Iets is wel vasthoudend. Heeft nog sabotagepogingen gedaan door twee weken voor de marathon een koffer op mijn voet te smijten, waardoor ik dagen niet kon lopen, om ons, toen lopen weer ging, 5 dagen voor de marathon, te laten verdwalen op Terschelling (dat kan) waardoor we 30 kilometer wandelden, in de regen, in plaats van 15. Hoezo uitrusten? En als, voorlopig, laatste kroop iets in mijn keel, 3 dagen voor de marathon, met een aantal messen. Slaapt niet lekker en loopt ook niet fijn maar het hart kan er tegen.

Ondanks zijn lepe inspanningen heeft iets me niet kunnen weerhouden van de marathon van Amsterdam.

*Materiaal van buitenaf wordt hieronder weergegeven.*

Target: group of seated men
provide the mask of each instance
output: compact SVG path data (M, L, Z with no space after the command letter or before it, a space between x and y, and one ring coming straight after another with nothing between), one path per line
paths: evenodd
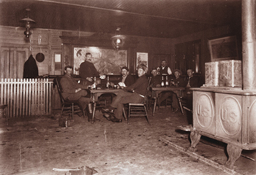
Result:
M133 77L128 74L128 68L122 68L121 82L126 83L126 86L120 87L118 94L113 98L110 107L103 109L105 112L104 114L105 117L111 117L113 116L111 115L113 114L116 120L120 122L122 118L122 110L124 104L141 103L143 101L148 86L148 79L146 76L148 68L146 66L141 64L137 69L138 79L134 82ZM83 112L87 109L88 121L91 122L92 120L92 109L90 98L86 97L88 92L86 90L89 85L84 83L79 84L72 77L72 66L67 66L64 68L65 74L60 81L62 88L62 96L65 100L77 101ZM113 109L115 109L115 112ZM94 120L94 122L99 120L95 117Z
M178 69L175 69L173 71L174 76L170 75L170 82L168 82L170 86L178 86L185 88L185 90L183 92L183 97L187 101L187 105L189 109L192 108L192 93L190 90L190 88L199 88L200 79L197 77L193 76L193 71L188 69L187 71L187 77L181 77L182 72ZM161 82L162 81L162 76L165 74L159 74L157 69L153 69L151 71L152 78L151 82L151 87L161 87ZM159 105L162 104L167 98L170 98L172 101L173 112L175 113L180 110L180 106L178 101L177 94L172 91L164 91L159 94Z
M89 122L91 122L92 120L92 109L90 104L90 98L88 97L88 91L86 90L93 82L91 76L94 76L95 74L100 75L98 72L96 72L96 69L91 62L91 54L86 53L85 62L80 65L79 71L81 77L80 83L78 83L72 78L73 68L71 66L67 66L64 68L65 74L60 81L64 98L68 101L77 101L83 112L87 113ZM126 66L121 68L121 74L122 77L121 82L125 85L125 87L119 86L118 96L113 98L108 108L102 109L104 117L107 119L110 119L110 117L113 116L118 121L121 121L124 104L128 103L141 103L144 100L148 86L148 79L146 77L148 68L146 66L141 64L138 66L137 70L138 78L135 81L134 77L129 74L129 69ZM88 71L90 72L88 72ZM166 61L163 61L161 67L153 69L151 71L152 78L151 86L160 86L162 81L161 75L165 73L167 74L172 74L170 69L166 66ZM170 84L173 85L178 85L178 86L187 88L184 95L187 99L192 99L192 93L189 90L189 88L190 87L199 87L198 79L193 77L192 70L187 70L188 78L186 79L180 77L182 73L178 69L175 69L173 74L175 77L170 82ZM110 83L110 85L113 85L113 83ZM176 112L179 108L176 94L173 94L172 92L162 93L159 101L161 103L170 96L173 99L172 106L174 108L173 112ZM86 109L87 109L87 112L86 112ZM95 117L94 120L94 122L99 121L99 120Z

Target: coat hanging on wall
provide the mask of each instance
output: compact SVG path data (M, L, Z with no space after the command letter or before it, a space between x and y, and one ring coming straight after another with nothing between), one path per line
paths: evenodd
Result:
M38 77L38 68L35 59L30 55L24 63L23 78L36 78Z

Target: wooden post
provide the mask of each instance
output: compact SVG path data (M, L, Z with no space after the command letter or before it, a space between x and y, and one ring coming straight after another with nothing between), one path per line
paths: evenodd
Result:
M242 0L243 89L256 89L255 0Z

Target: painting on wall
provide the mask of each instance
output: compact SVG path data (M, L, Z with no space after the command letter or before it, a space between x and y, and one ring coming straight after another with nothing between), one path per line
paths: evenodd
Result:
M148 67L148 57L147 52L137 52L136 55L136 67L139 64L145 64Z
M127 66L127 50L102 49L97 47L74 47L74 74L79 74L80 64L86 52L92 55L92 63L102 74L119 74L121 68Z
M211 61L238 59L236 36L208 40Z

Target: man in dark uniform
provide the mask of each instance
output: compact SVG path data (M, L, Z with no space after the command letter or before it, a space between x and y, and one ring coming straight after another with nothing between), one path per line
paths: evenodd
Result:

Deze keer heb ik dus gewonnen.

Toch wil ik nog wel antwoord op die vraag: bestaat iets? En zo ja, is iets een opperwezen? Of misschien een inner-wezen? Ben ik mijn brein, ook fysiek?

Wie het antwoord weet: ik hoor het graag. En liefst voor ik volgend jaar de 60 van Texel loop. Want dan moet iets zich toch echt koest houden. Of liever nog, op mijn hand zijn.

Lieve iets: als ik je beledigd heb: ik bedoelde er niets mee.